La storia d’amore tra il nonno, nato guarda caso durante una notte di eclissi lunare e la nonna, una ragazza madre di origine ebraica conosciuta in Francia proprio durante l’infuriare della guerra, apre uno squarcio di bellezza ed è proprio la loro storia tormentata, a tratti grottesca e sicuramente drammatica a infondere una particolare e indimenticabile luce a tutto il romanzo. La “nonna”, anche lei così unicamente connotata, è una donna si sarebbe detto una volta “problematica”, non è mai riuscita a liberarsi dai fantasmi del proprio passato e dai propri traumi inconfessati e mascherati sotto le spoglie di misteriose scene primarie.
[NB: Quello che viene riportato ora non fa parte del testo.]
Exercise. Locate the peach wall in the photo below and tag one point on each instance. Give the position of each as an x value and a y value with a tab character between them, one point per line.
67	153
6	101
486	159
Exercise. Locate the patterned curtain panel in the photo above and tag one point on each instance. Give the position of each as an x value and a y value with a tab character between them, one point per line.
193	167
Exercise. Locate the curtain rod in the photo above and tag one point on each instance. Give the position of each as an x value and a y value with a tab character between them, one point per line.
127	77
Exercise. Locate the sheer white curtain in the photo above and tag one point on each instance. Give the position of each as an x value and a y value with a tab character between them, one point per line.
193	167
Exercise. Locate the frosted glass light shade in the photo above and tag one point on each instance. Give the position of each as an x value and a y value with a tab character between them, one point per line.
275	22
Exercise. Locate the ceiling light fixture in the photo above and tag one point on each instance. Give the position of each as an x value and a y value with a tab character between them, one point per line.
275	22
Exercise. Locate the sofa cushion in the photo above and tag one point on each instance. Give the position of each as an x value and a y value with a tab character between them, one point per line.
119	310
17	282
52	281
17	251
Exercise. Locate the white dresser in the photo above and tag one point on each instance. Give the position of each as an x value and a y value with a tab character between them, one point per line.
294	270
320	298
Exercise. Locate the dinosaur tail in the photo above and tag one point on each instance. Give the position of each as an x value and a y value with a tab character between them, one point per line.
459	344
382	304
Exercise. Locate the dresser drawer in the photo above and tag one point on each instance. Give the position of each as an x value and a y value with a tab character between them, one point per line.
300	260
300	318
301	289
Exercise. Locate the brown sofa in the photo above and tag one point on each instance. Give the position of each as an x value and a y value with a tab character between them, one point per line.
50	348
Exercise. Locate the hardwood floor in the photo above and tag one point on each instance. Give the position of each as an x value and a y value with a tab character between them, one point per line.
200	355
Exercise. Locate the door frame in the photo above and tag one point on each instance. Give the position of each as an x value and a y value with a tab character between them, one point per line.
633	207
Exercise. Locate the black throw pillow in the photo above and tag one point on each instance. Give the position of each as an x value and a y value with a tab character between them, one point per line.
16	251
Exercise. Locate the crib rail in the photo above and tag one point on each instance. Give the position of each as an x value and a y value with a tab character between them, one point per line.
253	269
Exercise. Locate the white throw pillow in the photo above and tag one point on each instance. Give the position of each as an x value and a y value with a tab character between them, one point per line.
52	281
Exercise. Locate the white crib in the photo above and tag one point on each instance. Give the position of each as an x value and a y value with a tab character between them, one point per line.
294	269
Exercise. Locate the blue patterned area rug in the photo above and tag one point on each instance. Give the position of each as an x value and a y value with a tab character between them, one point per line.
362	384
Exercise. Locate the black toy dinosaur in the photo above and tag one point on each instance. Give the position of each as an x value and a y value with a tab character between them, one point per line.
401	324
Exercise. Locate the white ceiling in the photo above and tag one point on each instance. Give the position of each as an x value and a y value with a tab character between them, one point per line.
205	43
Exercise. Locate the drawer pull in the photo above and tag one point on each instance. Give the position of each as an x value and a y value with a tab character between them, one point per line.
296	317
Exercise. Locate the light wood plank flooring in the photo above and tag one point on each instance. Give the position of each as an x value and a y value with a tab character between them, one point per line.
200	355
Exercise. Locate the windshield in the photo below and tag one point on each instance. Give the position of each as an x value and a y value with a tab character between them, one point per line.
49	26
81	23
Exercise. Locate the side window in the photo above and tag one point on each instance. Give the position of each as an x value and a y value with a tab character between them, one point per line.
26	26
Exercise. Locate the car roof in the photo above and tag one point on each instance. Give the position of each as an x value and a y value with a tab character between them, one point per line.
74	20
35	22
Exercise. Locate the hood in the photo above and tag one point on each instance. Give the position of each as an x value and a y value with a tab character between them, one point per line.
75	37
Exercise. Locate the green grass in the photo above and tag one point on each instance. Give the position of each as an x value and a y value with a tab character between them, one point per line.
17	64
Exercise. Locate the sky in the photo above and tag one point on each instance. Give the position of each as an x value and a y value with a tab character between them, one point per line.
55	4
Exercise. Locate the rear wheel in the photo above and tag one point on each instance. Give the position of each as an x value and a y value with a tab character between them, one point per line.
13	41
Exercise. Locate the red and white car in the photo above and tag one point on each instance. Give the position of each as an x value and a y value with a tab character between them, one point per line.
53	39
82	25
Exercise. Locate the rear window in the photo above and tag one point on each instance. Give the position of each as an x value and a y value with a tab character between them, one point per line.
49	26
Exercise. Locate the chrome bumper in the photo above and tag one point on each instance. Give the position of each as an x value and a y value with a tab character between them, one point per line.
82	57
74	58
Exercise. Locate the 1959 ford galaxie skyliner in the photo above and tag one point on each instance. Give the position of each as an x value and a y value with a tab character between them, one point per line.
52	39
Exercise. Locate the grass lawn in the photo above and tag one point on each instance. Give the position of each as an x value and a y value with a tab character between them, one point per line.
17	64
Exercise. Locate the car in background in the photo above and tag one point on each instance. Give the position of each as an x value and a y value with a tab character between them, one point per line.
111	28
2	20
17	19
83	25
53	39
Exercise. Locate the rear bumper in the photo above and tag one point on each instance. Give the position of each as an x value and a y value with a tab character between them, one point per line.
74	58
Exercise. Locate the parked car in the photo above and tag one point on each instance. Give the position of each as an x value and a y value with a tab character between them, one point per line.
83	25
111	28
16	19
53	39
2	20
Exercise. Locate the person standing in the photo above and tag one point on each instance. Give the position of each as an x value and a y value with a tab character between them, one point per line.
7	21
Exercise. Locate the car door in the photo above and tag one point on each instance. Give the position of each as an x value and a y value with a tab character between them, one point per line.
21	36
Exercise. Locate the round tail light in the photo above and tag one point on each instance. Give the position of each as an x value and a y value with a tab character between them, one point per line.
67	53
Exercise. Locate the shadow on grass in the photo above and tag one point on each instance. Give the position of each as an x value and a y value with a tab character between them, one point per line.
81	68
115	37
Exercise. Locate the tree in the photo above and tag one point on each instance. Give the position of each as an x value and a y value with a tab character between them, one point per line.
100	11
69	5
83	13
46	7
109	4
Per questa enigmatica malattia si trova a dividere la sua vita fra la sua dimora coniugale e una clinica psichiatrica.

Partitura diaristica ma ondivaga

Il romanzo segue una struttura narrativa a ritroso percorrendo la vita di tre generazioni con lo sfondo dei riti e usanze della tradizione ebraica, mai ostentate o preponderanti, d’altronde non stiamo leggendo Singer o Potok, con una sorta di partitura diaristica ma ondivaga e che non segue un corso cronologico univoco, sovrapponendo le vicende familiari, fra cui gli anni in carcere del “nonno” per aver aggredito il suo capoufficio, a quelle collettive del secondo Novecento, dalla catastrofe della guerra al sogno di conquistare la luna, questo un po’ il collante poetico dell’intero romanzo, mettendo in scena proprio l’ubriacatura di un certo periodo storico per le imprese aerospaziali e con il “nonno” stesso intento a progettare un modellino raffazzonato di base lunare, il suo sogno di sempre.
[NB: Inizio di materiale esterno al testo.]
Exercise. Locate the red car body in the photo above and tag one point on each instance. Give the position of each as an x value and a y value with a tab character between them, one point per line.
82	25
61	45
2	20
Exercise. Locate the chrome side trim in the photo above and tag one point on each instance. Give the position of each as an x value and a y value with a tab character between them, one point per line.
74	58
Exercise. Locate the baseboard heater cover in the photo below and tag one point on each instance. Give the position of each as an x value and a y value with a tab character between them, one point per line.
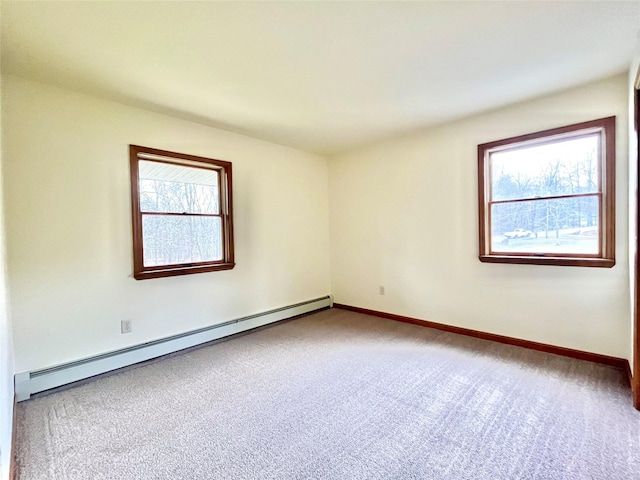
28	383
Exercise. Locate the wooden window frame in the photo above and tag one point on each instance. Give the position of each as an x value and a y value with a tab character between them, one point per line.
223	168
605	127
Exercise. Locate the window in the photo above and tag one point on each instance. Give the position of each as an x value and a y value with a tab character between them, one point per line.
182	213
548	198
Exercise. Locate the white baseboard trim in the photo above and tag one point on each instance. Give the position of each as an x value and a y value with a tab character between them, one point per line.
28	383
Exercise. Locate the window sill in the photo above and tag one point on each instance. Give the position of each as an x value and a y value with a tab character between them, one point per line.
558	261
172	272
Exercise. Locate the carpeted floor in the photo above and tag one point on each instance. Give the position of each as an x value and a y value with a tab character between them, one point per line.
340	395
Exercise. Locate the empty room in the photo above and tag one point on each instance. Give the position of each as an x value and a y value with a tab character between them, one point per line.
319	240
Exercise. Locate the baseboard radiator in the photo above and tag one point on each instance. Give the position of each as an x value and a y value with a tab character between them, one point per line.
29	383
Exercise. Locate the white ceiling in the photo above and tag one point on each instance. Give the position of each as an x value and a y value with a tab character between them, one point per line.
320	76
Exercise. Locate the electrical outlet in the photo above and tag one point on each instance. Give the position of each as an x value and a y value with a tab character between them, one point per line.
125	326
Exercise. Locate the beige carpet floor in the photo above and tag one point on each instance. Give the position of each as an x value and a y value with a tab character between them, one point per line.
339	395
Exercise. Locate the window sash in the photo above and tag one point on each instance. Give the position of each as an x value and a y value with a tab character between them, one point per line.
223	171
605	192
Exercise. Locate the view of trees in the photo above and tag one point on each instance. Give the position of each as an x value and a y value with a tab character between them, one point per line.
565	169
181	220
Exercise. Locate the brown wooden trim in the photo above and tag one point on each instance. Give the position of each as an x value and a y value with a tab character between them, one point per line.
13	469
182	214
225	202
541	259
605	127
542	347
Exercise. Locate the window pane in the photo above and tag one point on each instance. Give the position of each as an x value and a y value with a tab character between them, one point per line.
567	225
170	239
565	167
177	189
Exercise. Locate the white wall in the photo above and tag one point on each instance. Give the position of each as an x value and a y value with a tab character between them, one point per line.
68	223
6	346
404	214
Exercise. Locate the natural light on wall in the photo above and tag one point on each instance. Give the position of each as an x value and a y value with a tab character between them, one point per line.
182	215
La scienza, il bene e il male

Qui il romanzo di Chabon sembra innalzarsi contenutisticamente lasciando affiorare la grande dicotomia e il grande dilemma morale fra il bene e il male. La scienza, quel mostro acefalo e neutro che ha inventato l’energia nucleare che è la forza stessa della vita e della materia e che allo stesso tempo per l’uso distorto che ne può far l’uomo può portare alla sua stessa auto-distruzione, tema cardine proprio del secolo scorso ma universale, del quale Chabon ci parla nemmeno troppo fra le righe.
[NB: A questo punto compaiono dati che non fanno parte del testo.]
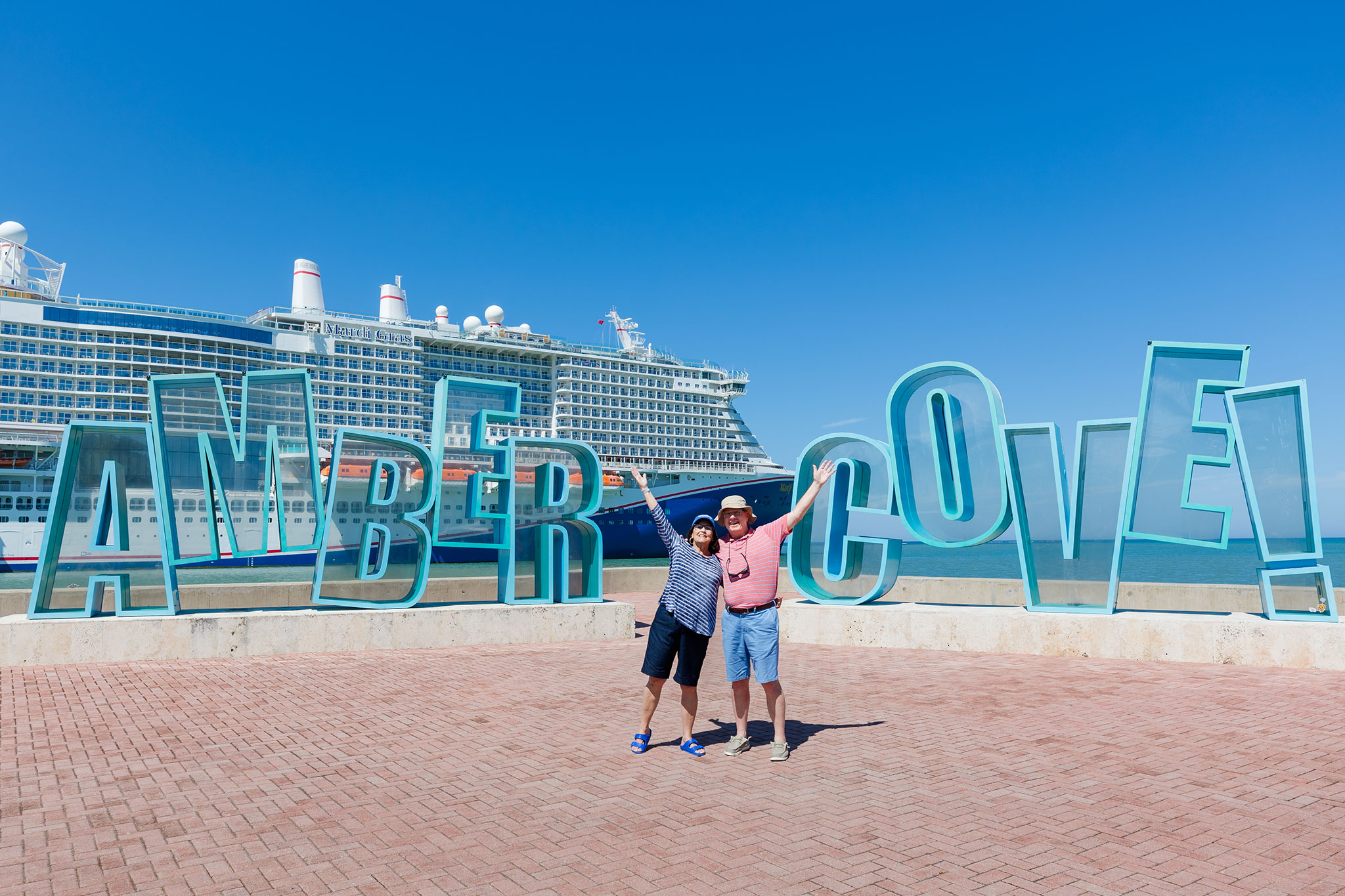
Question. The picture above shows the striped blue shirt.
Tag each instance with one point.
(693, 589)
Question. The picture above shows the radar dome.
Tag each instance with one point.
(12, 232)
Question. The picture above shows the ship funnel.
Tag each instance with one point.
(309, 288)
(391, 301)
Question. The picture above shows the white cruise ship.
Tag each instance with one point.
(81, 359)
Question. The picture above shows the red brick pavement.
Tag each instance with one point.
(505, 770)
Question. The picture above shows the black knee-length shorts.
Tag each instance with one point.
(670, 639)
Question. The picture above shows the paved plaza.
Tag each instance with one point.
(506, 770)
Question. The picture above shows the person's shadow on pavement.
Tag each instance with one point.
(761, 731)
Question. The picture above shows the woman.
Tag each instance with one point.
(685, 618)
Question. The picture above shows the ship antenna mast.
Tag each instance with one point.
(627, 333)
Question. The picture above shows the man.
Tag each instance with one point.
(751, 626)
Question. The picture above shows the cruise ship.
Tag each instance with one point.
(84, 359)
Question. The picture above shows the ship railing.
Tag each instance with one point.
(156, 309)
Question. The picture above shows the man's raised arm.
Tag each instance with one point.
(820, 477)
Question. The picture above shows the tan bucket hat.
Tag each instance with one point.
(735, 503)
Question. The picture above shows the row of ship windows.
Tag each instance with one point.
(372, 351)
(634, 368)
(635, 393)
(11, 347)
(485, 367)
(23, 503)
(32, 331)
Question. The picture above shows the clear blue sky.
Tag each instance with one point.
(824, 195)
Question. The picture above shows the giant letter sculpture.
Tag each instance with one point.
(556, 512)
(1275, 457)
(857, 563)
(215, 477)
(378, 492)
(105, 471)
(1070, 544)
(943, 425)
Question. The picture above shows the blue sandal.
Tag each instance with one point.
(693, 747)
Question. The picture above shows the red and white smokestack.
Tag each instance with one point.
(309, 288)
(391, 301)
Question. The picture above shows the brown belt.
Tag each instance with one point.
(761, 606)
La letteratura oltre le etichette

Realtà e finzione, personale e collettivo sono sapientemente miscelati in questo ponderoso romanzo, si parla di 526 pagine, all’interno del quale si possono alternare picchi stilistici e anche qualche piccola caduta, ma con una scrittura sempre controllata e una costante tensione narrativa che fa sprofondare il lettore nei meandri della famiglia Chabon. Saga familiare, autofiction, memoir, si possono scomodare i più svariati generi, ma la vera letteratura va oltre le etichette, le annichilisce e parla delle vite degli altri e delle altrui famiglie che potrebbero essere la nostra, con i propri sogni di colonizzare la luna o più prosaicamente restituendoci come in uno specchio tutti quei piccoli o grandi vizi, peccati e virtù che ci rendono umani.